Another major benefit of the bare-bones coverage is that with less things “covered” we’ll need to shop around more for our medical treatment.  We’re becoming more engaged in the process which is a good thing.  Also, this allows us to actually find some major bargains out there, and who says “no” to getting better quality while paying less?

There’s a fun little procedure a fox can get when he doesn’t want to have any more cubs.  Vasectomies are covered under most plans.  The total cost is very opaque (again Oguz’s point on transparency), but the typical out-of-pocket was about $200.

However, there are clinics that don’t accept insurance and are only cash pay.  I must say they seem A LOT nicer.  The receptionist answers the phone by the third ring, not after you’re on hold for 20 minutes (literally, I’ve had that experience).  The facilities are beautiful and totally modern.  They do the consult and the procedure all in one meeting which is awesome.  Everything is better.  All for the low cost of $750 which you pay with a credit card at the time of the procedure.  Bear in mind, the monthly premium for coverage that covers vasectomies is $2,300 per month and the premium for the plan that doesn’t cover vasectomies is $600.  Simple math to me.

This very similar example can extend to all sorts of stuff like Lasix.

Another example close to our heart is speech therapy.  That’s an optional piece of healthcare which is also fairly predictable, so it doesn’t fall under the traditional definition of “insurance”.

Under our employer plan (and Obamacare as well), we could sign up with an approved provider.  The list price was $200 per 45-minute session, and the negotiated price came down to $150.  Our copay was $50.

I ended up talking to a guy who used to give us speech therapy (so he’s licensed and the same high quality).  He left his company that was covered by insurance and went out on his own.  He and I came up with an awesome deal.

His previous company would charge insurance $150 of which I paid $50.  He actually got about $30 per session.  He and I agreed to cut the middleman out.  We bypass insurance, and I pay him directly $40 per session.  He comes to our house to do the speech therapy which is a ton more convenient, plus he does it for 60 minutes because he’s hustling and wants the business.  Everyone wins.

He makes more money, I pay less, and we get a better-quality product.  This only happens because I go outside the health insurance paradigm and used that awesome thing in capitalism called competition.


There you have it.  After 4,300 words in three parts, you now have a sense for how we are handling our health insurance.

Having to do it on our own, away from the protection of an employee-sponsored plan was a bit unnerving at first, but after I went through it all, I’m actually fairly optimistic.  I’m still going to get great healthcare (and the speech therapy and vasectomy examples show that maybe even better quality), all the while saving a ton of money.

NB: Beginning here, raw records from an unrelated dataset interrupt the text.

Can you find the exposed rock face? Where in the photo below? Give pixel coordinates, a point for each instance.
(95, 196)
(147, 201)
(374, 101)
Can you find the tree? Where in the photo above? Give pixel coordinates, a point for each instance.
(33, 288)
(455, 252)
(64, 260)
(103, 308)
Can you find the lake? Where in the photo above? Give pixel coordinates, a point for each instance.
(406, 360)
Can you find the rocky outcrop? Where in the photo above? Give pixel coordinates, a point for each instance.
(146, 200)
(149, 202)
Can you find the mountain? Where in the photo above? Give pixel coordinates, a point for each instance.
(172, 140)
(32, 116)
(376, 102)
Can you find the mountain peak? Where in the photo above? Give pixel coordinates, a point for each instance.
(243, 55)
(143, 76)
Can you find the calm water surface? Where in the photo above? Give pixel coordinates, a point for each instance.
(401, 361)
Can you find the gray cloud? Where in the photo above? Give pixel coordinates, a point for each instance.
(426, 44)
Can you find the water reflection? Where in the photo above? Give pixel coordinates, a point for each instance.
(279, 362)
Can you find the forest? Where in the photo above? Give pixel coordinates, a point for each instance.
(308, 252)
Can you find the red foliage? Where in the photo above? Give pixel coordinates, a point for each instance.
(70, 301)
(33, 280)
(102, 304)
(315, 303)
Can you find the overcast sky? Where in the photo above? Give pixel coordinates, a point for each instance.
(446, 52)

Remember, that each month we’ll save about $1,700 in premiums.  Maybe we’ll pay an extra $200 per month in copays, but still that’s $1,500 to the good each month.  That is HUGE, coming to about $5 million over a typical healthcare consumer’s investing lifetime.


2 thoughts to “Shopping for health insurance (part 3)”

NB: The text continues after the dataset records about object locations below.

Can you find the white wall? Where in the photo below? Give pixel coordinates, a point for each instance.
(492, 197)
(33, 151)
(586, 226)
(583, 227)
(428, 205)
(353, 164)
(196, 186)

  1. You are very fortunate that none of you have a severe ongoing medical situation, such as diabetes. I’m curious how the $ would work out if one of your kids required an insulin pump/injections regularly.

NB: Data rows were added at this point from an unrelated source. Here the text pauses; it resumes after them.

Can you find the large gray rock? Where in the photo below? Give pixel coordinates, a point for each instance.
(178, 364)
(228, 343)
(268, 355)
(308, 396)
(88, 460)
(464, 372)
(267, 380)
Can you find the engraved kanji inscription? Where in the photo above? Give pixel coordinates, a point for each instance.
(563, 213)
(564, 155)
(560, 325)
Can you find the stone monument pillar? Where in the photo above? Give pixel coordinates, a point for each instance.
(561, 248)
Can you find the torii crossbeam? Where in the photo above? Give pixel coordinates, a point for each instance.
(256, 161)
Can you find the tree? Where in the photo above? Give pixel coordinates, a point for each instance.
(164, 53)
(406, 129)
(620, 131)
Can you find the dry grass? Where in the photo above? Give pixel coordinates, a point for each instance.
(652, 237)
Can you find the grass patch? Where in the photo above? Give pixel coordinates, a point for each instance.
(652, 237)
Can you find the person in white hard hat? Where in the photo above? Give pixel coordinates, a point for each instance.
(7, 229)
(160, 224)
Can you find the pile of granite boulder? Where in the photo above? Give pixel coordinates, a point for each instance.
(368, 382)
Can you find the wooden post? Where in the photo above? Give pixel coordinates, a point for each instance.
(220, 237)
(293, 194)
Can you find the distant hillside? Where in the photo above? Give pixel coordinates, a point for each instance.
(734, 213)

    1. Absolutely, we’re fortunate, but if we weren’t we’d just need to budget for it.
      Diabetes is a good example. The average costs for diabetes care is about $12k. So even with that, we’d still come out ahead. But diabetes is interesting in that there is a huge correlation between how hard you work at treating it (eating right, exercising, testing your blood) and what your costs are–the harder you work the more expensive complications you avoid.
      Based on my experience at Medtronic you could get really good care (pump, infusion sets, insulin, and strips) for about $6k annually. Add $3k if you want CGM. So then you come out way ahead.